ÜCRETSİZ ÇALIŞTIRILACAKLAR
Denetimli serbestlik kapsamında tahliye edilecekler kamuya yararlı bir işte ücretsiz olarak çalıştırılacak. Bu kapsamda tahliye olanlara zorunlu olarak eğitim programlarına katılma, belli çevre sınırları dışına çıkmama ya da belirlenen yerlere gitmeme, konuttan ya da belirlenen bir çevreden ayrılmama, yurtdışına çıkmama, belirlenen bir stada gitmeme, belirli zamanlarda karakola giderek imza atmak, tedavi programlarına katılma, eğitime devam etme gibi önlemler de uygulanacak.

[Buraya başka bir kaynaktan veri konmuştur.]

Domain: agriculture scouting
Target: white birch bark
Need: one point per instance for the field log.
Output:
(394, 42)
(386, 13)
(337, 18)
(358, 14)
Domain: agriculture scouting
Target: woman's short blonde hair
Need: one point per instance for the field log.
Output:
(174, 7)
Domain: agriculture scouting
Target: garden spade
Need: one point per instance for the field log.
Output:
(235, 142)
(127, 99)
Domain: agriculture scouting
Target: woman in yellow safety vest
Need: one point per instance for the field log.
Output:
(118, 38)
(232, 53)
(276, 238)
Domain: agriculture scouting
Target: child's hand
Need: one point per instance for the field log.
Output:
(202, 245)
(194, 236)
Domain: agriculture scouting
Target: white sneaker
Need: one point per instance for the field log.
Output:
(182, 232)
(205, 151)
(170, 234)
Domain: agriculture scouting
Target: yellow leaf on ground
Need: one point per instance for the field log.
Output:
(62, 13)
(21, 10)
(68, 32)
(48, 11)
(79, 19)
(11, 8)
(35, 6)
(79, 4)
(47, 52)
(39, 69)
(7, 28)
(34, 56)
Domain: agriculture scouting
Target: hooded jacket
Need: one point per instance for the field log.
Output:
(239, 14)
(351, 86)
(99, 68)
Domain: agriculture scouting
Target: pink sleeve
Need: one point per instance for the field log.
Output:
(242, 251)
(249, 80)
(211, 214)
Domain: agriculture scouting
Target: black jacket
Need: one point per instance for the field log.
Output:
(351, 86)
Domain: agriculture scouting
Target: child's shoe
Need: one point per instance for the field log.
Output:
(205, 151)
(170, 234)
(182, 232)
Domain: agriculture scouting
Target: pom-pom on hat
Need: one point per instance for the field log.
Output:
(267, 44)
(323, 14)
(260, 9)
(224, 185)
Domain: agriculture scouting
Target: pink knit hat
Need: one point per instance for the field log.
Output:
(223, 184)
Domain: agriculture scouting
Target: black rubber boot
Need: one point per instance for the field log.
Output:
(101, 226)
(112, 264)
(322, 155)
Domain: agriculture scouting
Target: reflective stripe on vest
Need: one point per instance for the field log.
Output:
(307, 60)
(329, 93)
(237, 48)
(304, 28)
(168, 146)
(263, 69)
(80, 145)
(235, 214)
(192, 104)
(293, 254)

Muhalefet devlette çalışacak mahkumlara ücret de verilmesi için önerge vermiş ancak öneri AKP tarafından kabul edilmemişti.
AF OTOMATİĞE BAĞLANDI
Adalet Bakanı Sadullah Ergin ise, uygulamanın cezaevlerini boşaltma amaçlı olduğu iddialarını reddederek, “Bu, Türkiye’de alternatif ceza infaz yöntemlerini geliştirmek için attığımız bir adımdır. Bugün için 15 bin kişiyi kapsıyor, ancak bu sonraki yıllarda da devam edecek kalıcı bir uygulamadır, her yıl 13-14 bin kişi tahliye olacak” dedi.